A filosofia subjacente à realização do Festival do Café do Fogo é a sua valorização e promoção na perspectiva do reforço da sua internacionalização.
Convém ressaltar que essa perspectiva tem sido concretizada numa óptica que ultrapassa, de longe, uma visão meramente economicista.
Na verdade, é muito salutar registar a preocupação de fazer do produto um importante elo de ligação a actividades culturais que podem, ou não, ter uma relação directa com o café.
Associar a dança, a música, o teatro, a gastronomia, o desporto, a poesia ao festival, consubstancia uma visão abrangente que, através da cultura e do desporto, procura envolver as diferentes faixas etárias da sociedade, num projecto no qual, por razões diferentes, todos se podem reconhecer.
Merece referência muito especial a mobilização, através da escola, das crianças e jovens por meio da poesia.
Por essa via, desperta-se nos mais novos o interesse por esse emblemático produto, garante-se alguma fidelização e contribui-se para desenvolver o gosto pela leitura e a criatividade. Talvez não fosse descabido estender essa actividade a todos os alunos da ilha.
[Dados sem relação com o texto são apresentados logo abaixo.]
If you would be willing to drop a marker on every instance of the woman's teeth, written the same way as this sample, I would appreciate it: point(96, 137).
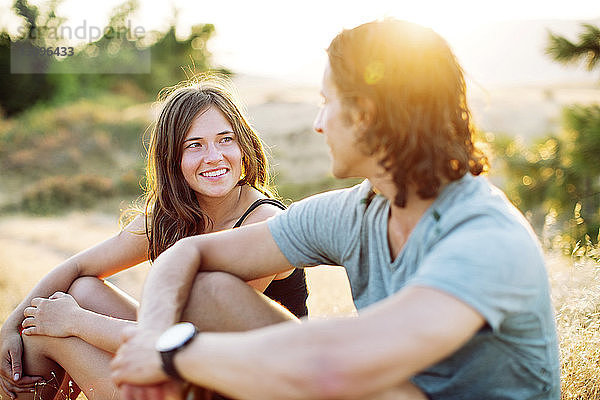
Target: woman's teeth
point(212, 174)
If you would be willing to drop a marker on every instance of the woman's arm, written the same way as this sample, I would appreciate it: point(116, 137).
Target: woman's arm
point(260, 214)
point(248, 252)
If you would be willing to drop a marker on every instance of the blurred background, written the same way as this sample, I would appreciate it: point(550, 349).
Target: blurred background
point(73, 128)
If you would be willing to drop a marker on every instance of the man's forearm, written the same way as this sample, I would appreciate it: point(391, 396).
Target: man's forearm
point(168, 285)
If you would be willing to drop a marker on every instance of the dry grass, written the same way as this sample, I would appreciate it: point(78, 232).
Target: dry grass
point(30, 246)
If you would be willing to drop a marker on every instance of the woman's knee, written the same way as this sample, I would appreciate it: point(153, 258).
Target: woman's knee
point(216, 284)
point(83, 287)
point(95, 295)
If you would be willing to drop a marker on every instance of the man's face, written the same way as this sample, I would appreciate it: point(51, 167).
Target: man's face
point(340, 133)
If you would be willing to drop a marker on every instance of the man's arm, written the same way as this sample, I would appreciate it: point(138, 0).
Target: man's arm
point(345, 358)
point(248, 252)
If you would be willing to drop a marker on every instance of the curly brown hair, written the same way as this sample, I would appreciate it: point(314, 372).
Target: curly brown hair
point(422, 124)
point(172, 210)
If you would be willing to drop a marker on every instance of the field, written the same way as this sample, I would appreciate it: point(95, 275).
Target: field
point(88, 133)
point(30, 246)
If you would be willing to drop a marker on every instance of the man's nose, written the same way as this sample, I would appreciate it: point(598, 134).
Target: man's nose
point(318, 123)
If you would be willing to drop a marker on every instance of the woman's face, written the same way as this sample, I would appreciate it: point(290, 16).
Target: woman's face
point(212, 159)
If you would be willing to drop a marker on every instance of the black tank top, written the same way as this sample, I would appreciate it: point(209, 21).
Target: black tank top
point(290, 292)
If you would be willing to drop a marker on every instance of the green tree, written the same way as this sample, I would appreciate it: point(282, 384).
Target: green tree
point(587, 48)
point(559, 176)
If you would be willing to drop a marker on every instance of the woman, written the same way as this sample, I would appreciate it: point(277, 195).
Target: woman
point(206, 172)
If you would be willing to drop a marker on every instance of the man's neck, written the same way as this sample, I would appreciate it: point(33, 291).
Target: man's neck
point(402, 220)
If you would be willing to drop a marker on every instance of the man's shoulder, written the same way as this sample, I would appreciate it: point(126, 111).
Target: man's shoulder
point(339, 199)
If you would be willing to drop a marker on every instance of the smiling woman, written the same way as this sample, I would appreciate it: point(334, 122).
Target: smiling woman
point(206, 172)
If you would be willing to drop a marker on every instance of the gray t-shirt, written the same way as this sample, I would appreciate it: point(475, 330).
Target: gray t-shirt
point(471, 243)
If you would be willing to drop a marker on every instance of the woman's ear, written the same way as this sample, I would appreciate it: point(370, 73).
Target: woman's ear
point(363, 114)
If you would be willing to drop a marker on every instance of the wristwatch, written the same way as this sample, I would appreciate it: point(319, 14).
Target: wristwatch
point(171, 341)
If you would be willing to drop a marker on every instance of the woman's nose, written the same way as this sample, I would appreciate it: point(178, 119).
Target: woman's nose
point(213, 154)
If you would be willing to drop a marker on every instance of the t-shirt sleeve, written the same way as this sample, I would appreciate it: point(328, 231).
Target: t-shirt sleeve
point(316, 230)
point(496, 280)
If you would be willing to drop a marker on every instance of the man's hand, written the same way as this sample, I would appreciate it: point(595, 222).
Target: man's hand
point(169, 390)
point(137, 362)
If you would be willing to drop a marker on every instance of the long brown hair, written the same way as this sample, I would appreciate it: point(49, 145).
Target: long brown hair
point(422, 124)
point(172, 210)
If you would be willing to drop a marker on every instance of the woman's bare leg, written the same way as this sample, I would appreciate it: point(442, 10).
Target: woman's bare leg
point(221, 302)
point(87, 365)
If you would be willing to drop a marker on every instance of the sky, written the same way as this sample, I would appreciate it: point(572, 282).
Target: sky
point(286, 39)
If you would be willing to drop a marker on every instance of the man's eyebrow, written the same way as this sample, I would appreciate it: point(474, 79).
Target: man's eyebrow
point(199, 137)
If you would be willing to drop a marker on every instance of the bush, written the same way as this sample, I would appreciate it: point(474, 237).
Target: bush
point(59, 193)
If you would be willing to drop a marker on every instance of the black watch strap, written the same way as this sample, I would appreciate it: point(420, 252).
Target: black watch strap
point(168, 363)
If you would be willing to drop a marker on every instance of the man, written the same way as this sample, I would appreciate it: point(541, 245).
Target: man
point(447, 276)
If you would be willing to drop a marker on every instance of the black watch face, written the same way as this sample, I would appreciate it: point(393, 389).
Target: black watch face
point(175, 336)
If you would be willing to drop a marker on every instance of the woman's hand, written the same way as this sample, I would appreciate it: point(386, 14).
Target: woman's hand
point(55, 316)
point(12, 380)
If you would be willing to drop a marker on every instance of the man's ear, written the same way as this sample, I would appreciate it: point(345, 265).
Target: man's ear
point(363, 113)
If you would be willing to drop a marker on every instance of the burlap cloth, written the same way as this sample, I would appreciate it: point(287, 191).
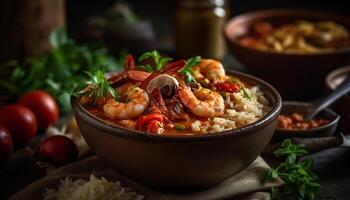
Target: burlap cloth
point(243, 186)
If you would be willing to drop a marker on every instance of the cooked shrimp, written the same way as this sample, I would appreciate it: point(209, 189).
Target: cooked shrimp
point(210, 69)
point(135, 102)
point(202, 102)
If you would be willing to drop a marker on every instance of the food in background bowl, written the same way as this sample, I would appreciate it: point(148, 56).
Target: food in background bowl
point(296, 121)
point(184, 98)
point(178, 161)
point(300, 37)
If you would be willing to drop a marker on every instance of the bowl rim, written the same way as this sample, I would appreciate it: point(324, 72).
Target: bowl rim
point(282, 12)
point(334, 122)
point(140, 135)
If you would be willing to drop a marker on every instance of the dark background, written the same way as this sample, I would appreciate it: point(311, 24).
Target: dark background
point(160, 12)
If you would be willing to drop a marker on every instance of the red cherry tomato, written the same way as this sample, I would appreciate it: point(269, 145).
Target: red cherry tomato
point(228, 87)
point(20, 122)
point(43, 106)
point(58, 150)
point(6, 145)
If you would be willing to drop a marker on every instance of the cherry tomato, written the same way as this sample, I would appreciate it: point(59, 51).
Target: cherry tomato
point(20, 122)
point(58, 150)
point(6, 145)
point(43, 106)
point(228, 87)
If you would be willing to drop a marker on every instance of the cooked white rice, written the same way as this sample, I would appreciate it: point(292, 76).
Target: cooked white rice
point(93, 189)
point(240, 111)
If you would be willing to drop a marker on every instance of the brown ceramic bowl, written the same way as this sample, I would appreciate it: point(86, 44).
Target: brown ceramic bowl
point(175, 162)
point(342, 106)
point(296, 76)
point(290, 107)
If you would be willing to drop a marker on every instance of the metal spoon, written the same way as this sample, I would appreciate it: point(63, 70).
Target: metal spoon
point(343, 89)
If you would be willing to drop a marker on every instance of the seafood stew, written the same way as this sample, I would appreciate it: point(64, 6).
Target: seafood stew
point(185, 97)
point(296, 121)
point(299, 37)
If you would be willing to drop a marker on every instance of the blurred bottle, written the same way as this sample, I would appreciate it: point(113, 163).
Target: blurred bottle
point(199, 28)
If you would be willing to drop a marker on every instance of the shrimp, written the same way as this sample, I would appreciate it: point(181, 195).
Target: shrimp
point(210, 69)
point(202, 102)
point(135, 99)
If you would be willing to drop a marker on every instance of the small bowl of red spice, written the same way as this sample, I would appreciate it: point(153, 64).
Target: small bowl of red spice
point(291, 122)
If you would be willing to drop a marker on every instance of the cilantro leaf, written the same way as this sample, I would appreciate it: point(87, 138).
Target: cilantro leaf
point(99, 87)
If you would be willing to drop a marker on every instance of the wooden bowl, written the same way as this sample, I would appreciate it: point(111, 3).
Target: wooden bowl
point(179, 162)
point(296, 76)
point(342, 106)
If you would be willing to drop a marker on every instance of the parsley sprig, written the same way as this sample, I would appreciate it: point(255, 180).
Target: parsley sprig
point(99, 87)
point(296, 174)
point(187, 70)
point(159, 61)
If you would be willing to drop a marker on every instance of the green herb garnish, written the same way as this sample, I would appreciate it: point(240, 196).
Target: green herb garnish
point(58, 72)
point(187, 70)
point(159, 61)
point(297, 175)
point(245, 93)
point(99, 87)
point(179, 127)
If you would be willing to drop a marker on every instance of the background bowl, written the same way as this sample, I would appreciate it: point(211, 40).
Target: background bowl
point(290, 107)
point(342, 106)
point(296, 76)
point(189, 162)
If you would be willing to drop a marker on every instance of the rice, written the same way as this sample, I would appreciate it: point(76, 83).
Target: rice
point(240, 111)
point(92, 189)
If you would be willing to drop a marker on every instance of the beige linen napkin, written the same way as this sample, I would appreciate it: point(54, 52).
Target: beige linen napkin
point(243, 186)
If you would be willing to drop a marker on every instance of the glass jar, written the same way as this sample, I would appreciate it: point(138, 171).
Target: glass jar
point(199, 28)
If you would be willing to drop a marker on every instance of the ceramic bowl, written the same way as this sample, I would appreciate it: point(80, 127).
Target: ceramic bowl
point(186, 162)
point(290, 107)
point(342, 106)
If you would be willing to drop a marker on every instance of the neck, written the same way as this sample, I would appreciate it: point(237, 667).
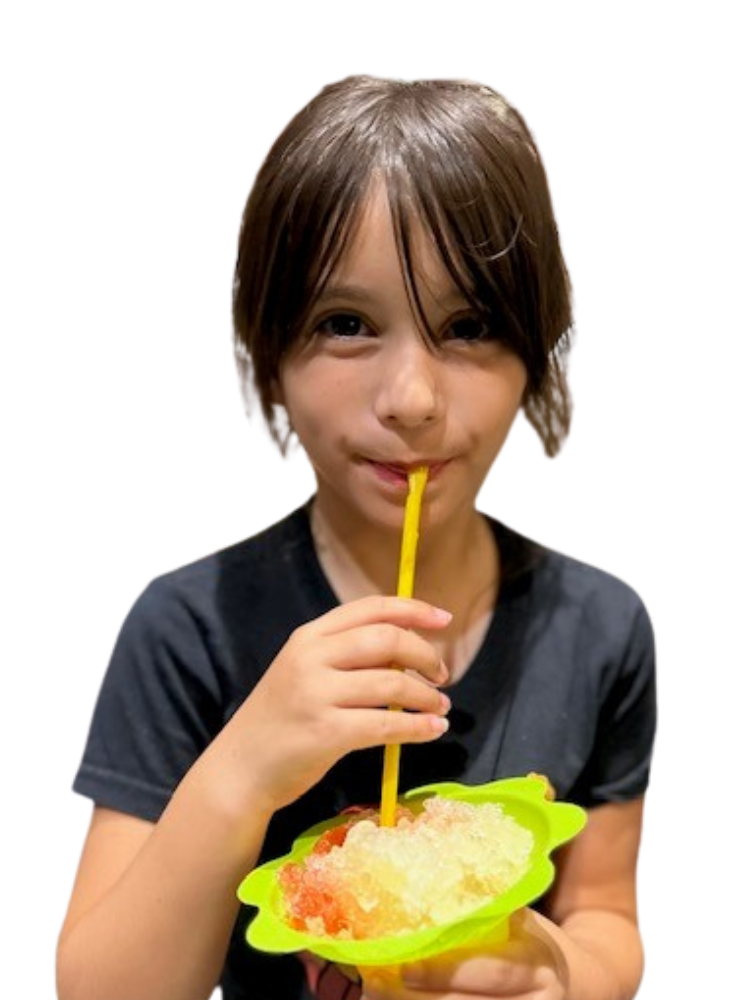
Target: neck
point(453, 559)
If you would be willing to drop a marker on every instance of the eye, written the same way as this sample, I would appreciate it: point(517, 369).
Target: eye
point(467, 328)
point(342, 325)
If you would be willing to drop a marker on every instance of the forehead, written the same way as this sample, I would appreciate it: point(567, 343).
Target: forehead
point(375, 252)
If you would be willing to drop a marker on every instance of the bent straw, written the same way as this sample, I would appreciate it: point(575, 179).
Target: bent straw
point(409, 537)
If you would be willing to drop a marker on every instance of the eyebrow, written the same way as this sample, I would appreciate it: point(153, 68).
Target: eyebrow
point(358, 293)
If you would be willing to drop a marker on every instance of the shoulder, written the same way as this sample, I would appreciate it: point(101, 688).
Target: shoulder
point(600, 604)
point(248, 569)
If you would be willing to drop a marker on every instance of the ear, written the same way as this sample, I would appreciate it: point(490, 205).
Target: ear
point(549, 413)
point(264, 406)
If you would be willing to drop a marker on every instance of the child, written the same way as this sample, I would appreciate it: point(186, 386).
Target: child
point(400, 296)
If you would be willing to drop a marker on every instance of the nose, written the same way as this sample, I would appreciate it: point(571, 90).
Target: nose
point(409, 388)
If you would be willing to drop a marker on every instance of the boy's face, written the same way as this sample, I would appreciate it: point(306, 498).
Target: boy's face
point(368, 398)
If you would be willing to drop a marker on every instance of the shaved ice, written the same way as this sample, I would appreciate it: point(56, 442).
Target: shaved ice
point(362, 880)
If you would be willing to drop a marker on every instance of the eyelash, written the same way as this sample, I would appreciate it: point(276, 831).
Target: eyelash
point(483, 328)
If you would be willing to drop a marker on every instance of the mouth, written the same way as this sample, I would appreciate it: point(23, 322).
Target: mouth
point(398, 472)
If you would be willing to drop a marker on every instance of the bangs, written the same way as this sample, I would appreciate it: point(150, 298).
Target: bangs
point(460, 162)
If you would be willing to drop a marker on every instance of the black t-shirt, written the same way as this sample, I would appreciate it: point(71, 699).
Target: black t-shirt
point(564, 684)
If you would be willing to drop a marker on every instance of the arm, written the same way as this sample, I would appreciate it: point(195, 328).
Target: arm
point(152, 906)
point(596, 903)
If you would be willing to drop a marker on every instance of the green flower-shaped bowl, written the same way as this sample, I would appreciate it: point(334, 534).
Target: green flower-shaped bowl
point(550, 823)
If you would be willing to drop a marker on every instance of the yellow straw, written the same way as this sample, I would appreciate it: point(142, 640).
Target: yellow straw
point(409, 537)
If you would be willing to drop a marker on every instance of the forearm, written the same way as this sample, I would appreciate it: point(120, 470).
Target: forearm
point(163, 928)
point(606, 955)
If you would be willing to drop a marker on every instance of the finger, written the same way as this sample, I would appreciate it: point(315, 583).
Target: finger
point(385, 645)
point(403, 611)
point(369, 727)
point(380, 688)
point(509, 974)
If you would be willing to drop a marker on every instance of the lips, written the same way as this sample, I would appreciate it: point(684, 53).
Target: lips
point(399, 471)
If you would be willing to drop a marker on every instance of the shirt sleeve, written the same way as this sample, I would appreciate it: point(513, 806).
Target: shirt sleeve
point(157, 706)
point(621, 762)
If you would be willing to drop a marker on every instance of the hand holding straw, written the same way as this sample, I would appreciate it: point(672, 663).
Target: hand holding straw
point(409, 537)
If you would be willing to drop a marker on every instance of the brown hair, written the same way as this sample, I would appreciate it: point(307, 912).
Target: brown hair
point(460, 158)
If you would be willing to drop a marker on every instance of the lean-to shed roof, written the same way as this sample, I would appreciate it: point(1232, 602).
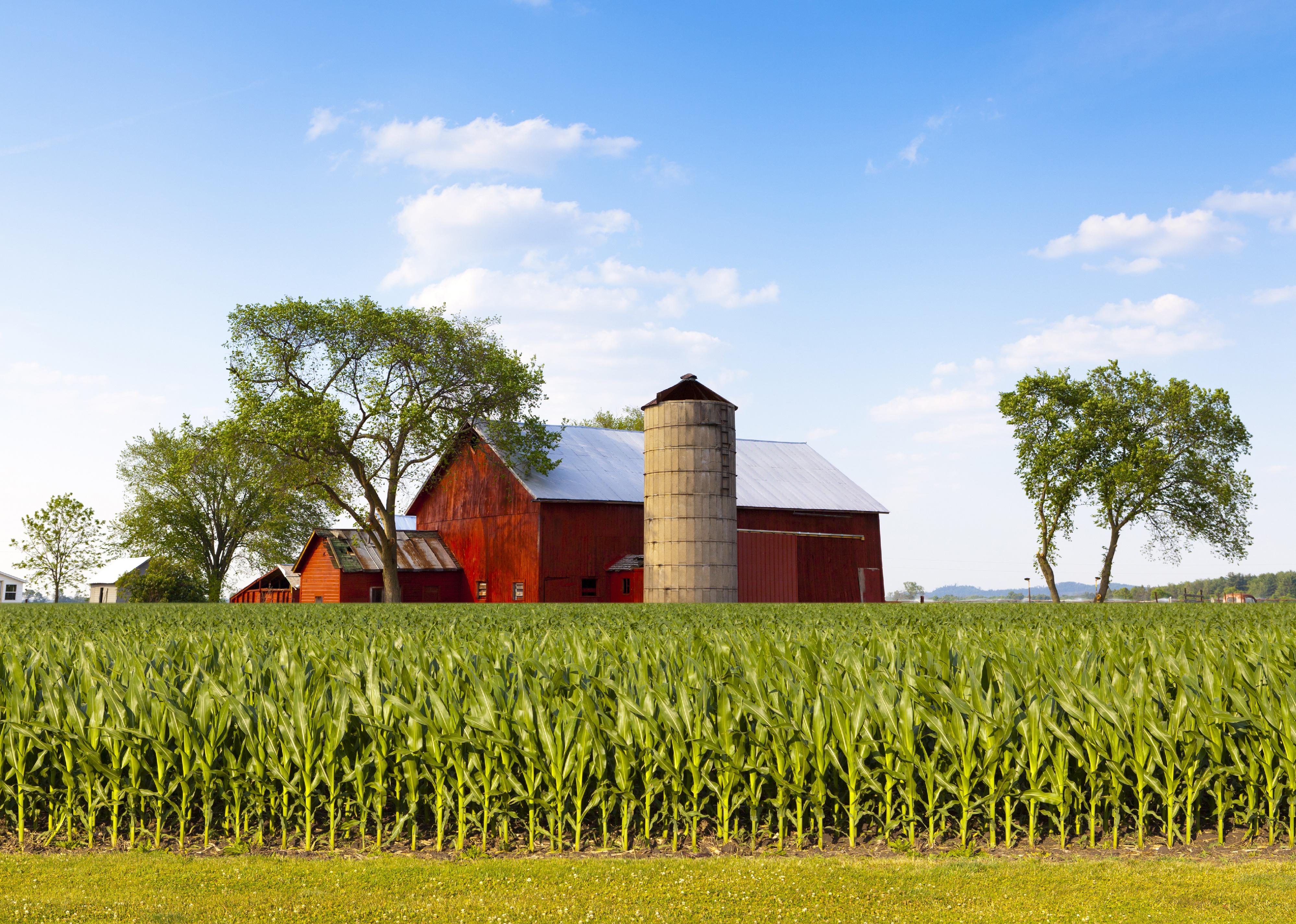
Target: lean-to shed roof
point(351, 550)
point(599, 464)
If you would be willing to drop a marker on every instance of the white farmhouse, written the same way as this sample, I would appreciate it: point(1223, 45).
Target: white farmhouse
point(103, 584)
point(12, 587)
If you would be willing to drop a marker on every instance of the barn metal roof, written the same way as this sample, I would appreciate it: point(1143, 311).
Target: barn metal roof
point(602, 464)
point(417, 551)
point(295, 580)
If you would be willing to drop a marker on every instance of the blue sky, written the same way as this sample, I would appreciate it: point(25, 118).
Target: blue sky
point(857, 222)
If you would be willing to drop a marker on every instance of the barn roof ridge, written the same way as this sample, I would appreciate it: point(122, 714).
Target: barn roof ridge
point(606, 466)
point(351, 551)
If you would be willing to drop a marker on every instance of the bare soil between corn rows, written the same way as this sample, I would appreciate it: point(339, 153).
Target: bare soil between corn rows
point(1237, 848)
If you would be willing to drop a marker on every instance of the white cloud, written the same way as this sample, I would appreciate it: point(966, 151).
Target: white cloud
point(913, 406)
point(936, 122)
point(1141, 235)
point(323, 121)
point(1286, 293)
point(488, 144)
point(1278, 208)
point(606, 288)
point(450, 227)
point(1162, 327)
point(958, 431)
point(664, 173)
point(910, 152)
point(1136, 267)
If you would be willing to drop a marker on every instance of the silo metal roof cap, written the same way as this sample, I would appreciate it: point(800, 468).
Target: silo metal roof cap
point(689, 389)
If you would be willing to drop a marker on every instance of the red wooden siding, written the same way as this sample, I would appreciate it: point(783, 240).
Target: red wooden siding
point(503, 537)
point(767, 568)
point(321, 578)
point(617, 586)
point(489, 521)
point(415, 586)
point(826, 571)
point(581, 541)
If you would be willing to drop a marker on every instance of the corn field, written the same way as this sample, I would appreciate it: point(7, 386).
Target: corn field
point(567, 728)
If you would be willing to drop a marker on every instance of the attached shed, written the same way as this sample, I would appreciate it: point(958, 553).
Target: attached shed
point(279, 585)
point(807, 533)
point(343, 565)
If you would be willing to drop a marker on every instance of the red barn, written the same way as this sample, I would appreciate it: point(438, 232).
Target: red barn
point(341, 565)
point(805, 532)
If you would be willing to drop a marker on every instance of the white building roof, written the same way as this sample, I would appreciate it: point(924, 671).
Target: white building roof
point(109, 573)
point(599, 464)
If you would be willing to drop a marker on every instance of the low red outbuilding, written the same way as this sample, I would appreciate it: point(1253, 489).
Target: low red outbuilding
point(805, 532)
point(278, 585)
point(343, 565)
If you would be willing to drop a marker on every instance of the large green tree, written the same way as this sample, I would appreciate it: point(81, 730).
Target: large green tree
point(210, 497)
point(1166, 457)
point(164, 581)
point(1053, 449)
point(61, 542)
point(367, 398)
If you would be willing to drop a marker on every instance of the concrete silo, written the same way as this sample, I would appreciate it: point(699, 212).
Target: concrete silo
point(690, 497)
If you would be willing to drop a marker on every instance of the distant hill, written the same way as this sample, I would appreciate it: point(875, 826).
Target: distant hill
point(1064, 589)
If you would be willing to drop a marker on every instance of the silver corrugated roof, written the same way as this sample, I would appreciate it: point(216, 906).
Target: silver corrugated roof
point(417, 551)
point(610, 466)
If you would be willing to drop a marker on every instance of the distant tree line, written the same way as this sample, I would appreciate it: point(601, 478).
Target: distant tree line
point(1268, 586)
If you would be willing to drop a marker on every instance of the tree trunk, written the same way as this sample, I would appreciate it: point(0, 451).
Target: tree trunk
point(1106, 576)
point(1046, 569)
point(391, 565)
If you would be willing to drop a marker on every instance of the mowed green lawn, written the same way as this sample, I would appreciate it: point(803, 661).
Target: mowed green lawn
point(252, 890)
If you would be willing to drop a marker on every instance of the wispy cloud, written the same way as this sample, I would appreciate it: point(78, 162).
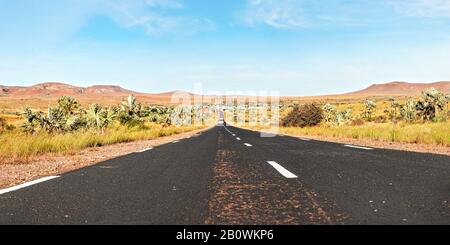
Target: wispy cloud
point(297, 14)
point(154, 16)
point(284, 14)
point(422, 8)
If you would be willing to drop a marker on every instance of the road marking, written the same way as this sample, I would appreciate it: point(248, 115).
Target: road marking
point(108, 167)
point(228, 130)
point(305, 139)
point(143, 150)
point(17, 187)
point(282, 170)
point(358, 147)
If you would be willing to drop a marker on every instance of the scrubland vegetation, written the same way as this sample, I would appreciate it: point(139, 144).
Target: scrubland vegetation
point(413, 120)
point(68, 127)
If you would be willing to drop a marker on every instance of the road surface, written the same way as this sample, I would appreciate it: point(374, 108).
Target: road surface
point(229, 175)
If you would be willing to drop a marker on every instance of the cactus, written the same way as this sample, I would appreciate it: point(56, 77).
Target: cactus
point(408, 110)
point(369, 107)
point(329, 113)
point(432, 100)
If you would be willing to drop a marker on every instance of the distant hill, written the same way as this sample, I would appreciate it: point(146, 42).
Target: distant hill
point(399, 89)
point(58, 89)
point(43, 94)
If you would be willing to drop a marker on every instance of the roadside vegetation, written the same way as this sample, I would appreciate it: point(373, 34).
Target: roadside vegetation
point(68, 127)
point(412, 120)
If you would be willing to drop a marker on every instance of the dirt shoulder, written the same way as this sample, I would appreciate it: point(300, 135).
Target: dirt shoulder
point(414, 147)
point(55, 164)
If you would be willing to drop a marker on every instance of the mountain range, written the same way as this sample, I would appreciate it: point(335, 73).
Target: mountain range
point(111, 93)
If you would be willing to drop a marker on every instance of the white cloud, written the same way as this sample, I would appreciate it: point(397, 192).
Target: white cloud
point(295, 14)
point(423, 8)
point(284, 14)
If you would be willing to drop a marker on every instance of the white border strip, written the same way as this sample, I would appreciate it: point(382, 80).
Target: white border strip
point(17, 187)
point(228, 130)
point(282, 170)
point(358, 147)
point(144, 150)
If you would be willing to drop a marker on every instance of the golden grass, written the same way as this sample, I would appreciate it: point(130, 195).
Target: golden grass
point(435, 133)
point(20, 145)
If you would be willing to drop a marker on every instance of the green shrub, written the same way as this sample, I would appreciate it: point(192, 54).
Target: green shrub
point(303, 116)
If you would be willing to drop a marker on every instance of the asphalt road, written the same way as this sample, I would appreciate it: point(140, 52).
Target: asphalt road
point(218, 178)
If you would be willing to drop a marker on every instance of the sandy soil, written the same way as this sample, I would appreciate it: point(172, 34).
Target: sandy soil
point(55, 164)
point(424, 148)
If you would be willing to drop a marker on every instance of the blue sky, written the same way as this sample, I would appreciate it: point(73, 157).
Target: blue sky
point(294, 47)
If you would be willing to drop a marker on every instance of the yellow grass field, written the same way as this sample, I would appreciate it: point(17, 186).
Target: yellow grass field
point(437, 133)
point(18, 145)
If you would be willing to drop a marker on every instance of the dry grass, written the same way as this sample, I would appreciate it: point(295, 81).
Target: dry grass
point(19, 145)
point(435, 133)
Saúdo, assim, as autoridades camarárias que, desde 2014, vêm levando a cabo este evento importante para a região e para o país, e que se tornou numa oportunidade única para reunir, à volta do café, produtores, empresários, proprietários, consumidores, exportadores, especialistas na área, cidadãos anónimos e muita gente do desporto e da cultura.
Celebrar o café é celebrar Cabo Verde, celebrar as suas gentes trabalhadoras, celebrar o ciclo da vida e celebrar o futuro.
Um excelente Festival do Café do Fogo, a todos”.